The bill hasn’t yet been presented to the governor, but A.8874/S.8063 passed both houses of the state Legislature as the legislative session came to a close. In our opinion, Hochul should veto the bill.

That doesn’t mean it’s OK for nurses to work an endless series of double shifts each week. Nursing is a valuable profession in our society, but nurses should be able to have a life outside of work. Lessening nurses’ overtime is a worthy goal.

Medicaid reimbursements haven’t paid for minimum levels of care for quite some time. Then, in April, state regulations passed by the legislature in 2021 requiring at least 3.5 hours of care per resident per day took effect. That bill — which is the subject of a lawsuit — forces nursing homes to either hire additional workers or decrease their number of residents. The state’s decision to limit overtime by nurses places many nursing homes between a rock and a hard place while balancing over the Grand Canyon on a piece of flimsy string.

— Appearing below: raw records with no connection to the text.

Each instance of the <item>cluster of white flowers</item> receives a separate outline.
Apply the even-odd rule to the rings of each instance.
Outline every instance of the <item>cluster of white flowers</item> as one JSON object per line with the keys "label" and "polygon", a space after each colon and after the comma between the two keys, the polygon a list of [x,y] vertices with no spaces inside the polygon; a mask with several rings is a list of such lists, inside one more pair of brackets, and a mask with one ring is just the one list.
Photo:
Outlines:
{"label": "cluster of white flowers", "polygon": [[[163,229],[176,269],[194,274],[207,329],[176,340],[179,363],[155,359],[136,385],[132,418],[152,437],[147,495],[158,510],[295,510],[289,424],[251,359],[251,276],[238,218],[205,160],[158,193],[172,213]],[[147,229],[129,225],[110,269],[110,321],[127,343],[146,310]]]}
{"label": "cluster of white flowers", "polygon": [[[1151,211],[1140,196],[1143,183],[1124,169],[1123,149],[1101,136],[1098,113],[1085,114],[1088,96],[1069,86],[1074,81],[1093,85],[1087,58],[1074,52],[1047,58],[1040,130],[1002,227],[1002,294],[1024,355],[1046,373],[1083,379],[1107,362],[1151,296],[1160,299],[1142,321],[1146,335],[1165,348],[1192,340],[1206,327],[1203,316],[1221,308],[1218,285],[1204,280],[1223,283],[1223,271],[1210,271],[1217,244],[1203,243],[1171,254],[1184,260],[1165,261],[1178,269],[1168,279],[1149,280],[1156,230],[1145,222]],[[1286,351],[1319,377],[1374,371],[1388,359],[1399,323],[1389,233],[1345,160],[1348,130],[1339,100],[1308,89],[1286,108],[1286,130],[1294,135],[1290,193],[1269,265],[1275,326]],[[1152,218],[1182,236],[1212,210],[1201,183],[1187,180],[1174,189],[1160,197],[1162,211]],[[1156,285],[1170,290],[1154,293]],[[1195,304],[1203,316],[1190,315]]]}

The triple-whammy with which the state is hitting health care providers will end up hurting patients and the elderly. Some providers are using overtime to avoid hiring additional employees, but others legitimately can’t find workers and can’t provide basic care without nurses working overtime.

If New York was serious about protecting workers and residents, the state would have increased the Medicaid reimbursement for nursing home residents so that nursing homes could afford to hire more employees and offer a higher starting wage to attract more workers. Legislators did not choose that option. Instead, they made a bad situation worse with yet another regulation that makes life harder on nursing homes and which could make life worse for the senior citizens living in our nursing homes.